CONSOLE_PROMPT='console> '

class ConsoleClient(cmd.Cmd):
    """Simple Console Client in Python.  This allows for readline functionality."""

    def connect_to_console(self):
        """Can throw an IOError if telnet connection fails."""
        self.console = telnetlib.Telnet(HOST,PORT)
        sys.stdout.write(self.read_from_console())
        sys.stdout.flush()

    def read_from_console(self):
        """Read from console until prompt is found (no more data to read)
        Will throw EOFError if the console is closed.
        """
        read_data = self.console.read_until(CONSOLE_PROMPT)
        return self.strip_console_prompt(read_data)

    def strip_console_prompt(self,data_received):
        """Strip out the console prompt if present"""
        if data_received.startswith(CONSOLE_PROMPT):
            return data_received.partition(CONSOLE_PROMPT)[2]
        else:
            #The banner case when you first connect
            if data_received.endswith(CONSOLE_PROMPT):
                return data_received.partition(CONSOLE_PROMPT)[0]
            else:
                return data_received

    def run_console_command(self,line):
        self.write_to_console(line + '\n')
        data_recved = self.read_from_console()        
        sys.stdout.write(self.strip_console_prompt(data_recved))        
        sys.stdout.flush()

    def write_to_console(self,line):
        """Write data to the console"""
        self.console.write(line)
        sys.stdout.flush()

    def do_EOF(self, line): 
        try:
            self.console.write("quit\n")
            self.console.close()
        except IOError:
            pass
        return True

    def do_help(self,line):
        """The server already has it's own help command.  Use that"""
        self.run_console_command("help\n")

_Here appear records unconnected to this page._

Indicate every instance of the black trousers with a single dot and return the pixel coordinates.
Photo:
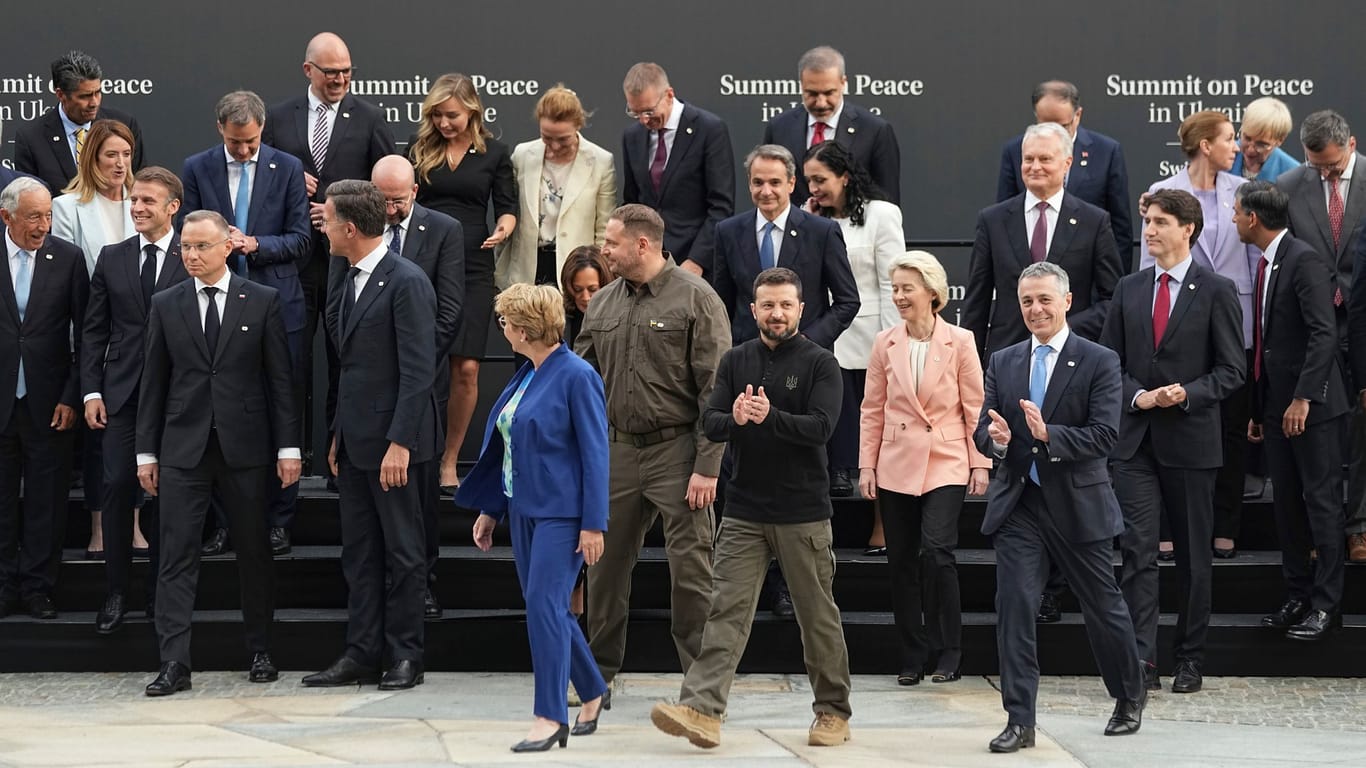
(1145, 488)
(32, 533)
(384, 560)
(921, 537)
(185, 502)
(1021, 545)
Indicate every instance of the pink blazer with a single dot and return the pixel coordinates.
(921, 442)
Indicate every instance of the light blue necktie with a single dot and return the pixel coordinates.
(239, 215)
(767, 246)
(1037, 384)
(21, 297)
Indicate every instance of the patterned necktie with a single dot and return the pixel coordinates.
(318, 146)
(1037, 386)
(1038, 243)
(1161, 309)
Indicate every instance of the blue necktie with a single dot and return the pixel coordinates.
(767, 246)
(21, 297)
(239, 216)
(1037, 384)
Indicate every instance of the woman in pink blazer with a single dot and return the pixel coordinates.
(921, 403)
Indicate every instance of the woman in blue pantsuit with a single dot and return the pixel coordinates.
(542, 468)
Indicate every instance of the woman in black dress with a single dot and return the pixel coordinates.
(465, 172)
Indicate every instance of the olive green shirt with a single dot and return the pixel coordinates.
(657, 347)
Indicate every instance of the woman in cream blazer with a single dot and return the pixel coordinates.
(567, 189)
(921, 403)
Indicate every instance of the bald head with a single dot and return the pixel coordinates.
(392, 175)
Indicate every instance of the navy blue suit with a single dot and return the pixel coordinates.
(1068, 518)
(813, 248)
(559, 488)
(1097, 175)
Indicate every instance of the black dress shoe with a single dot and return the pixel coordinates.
(1187, 678)
(174, 678)
(1287, 615)
(1314, 626)
(41, 607)
(1048, 610)
(280, 541)
(109, 619)
(344, 671)
(217, 543)
(430, 608)
(1012, 738)
(1127, 718)
(403, 675)
(560, 735)
(262, 668)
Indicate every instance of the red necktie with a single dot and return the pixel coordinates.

    def do_quit(self, line):        
        return self.do_EOF(line)

    def default(self, line):
        """Allow a command to be sent to the console."""
        self.run_console_command(line)

    def emptyline(self):
        """Don't send anything to console on empty line."""
        pass


def main():
    histfile = os.path.join(os.environ['HOME'], '.consolehistory') 
    try:
        readline.read_history_file(histfile) 
    except IOError:
        pass
    atexit.register(readline.write_history_file, histfile) 

    try:
        console_client = ConsoleClient()
        console_client.prompt = CONSOLE_PROMPT
        console_client.connect_to_console()
        doQuit = False;
        while doQuit != True:
            try:
                console_client.cmdloop()
                doQuit = True;
            except KeyboardInterrupt:
                #Allow for ^C (Ctrl-c)
                sys.stdout.write('\n')
    except IOError as e:
        print "I/O error({0}): {1}".format(e.errno, e.strerror)
    except EOFError:
        pass

if __name__ == '__main__':
    main()

One change I did was remove the prompt returned from the server and use Cmd.prompt to display to the user. I reason was to support Ctrl-c acting more like a shell.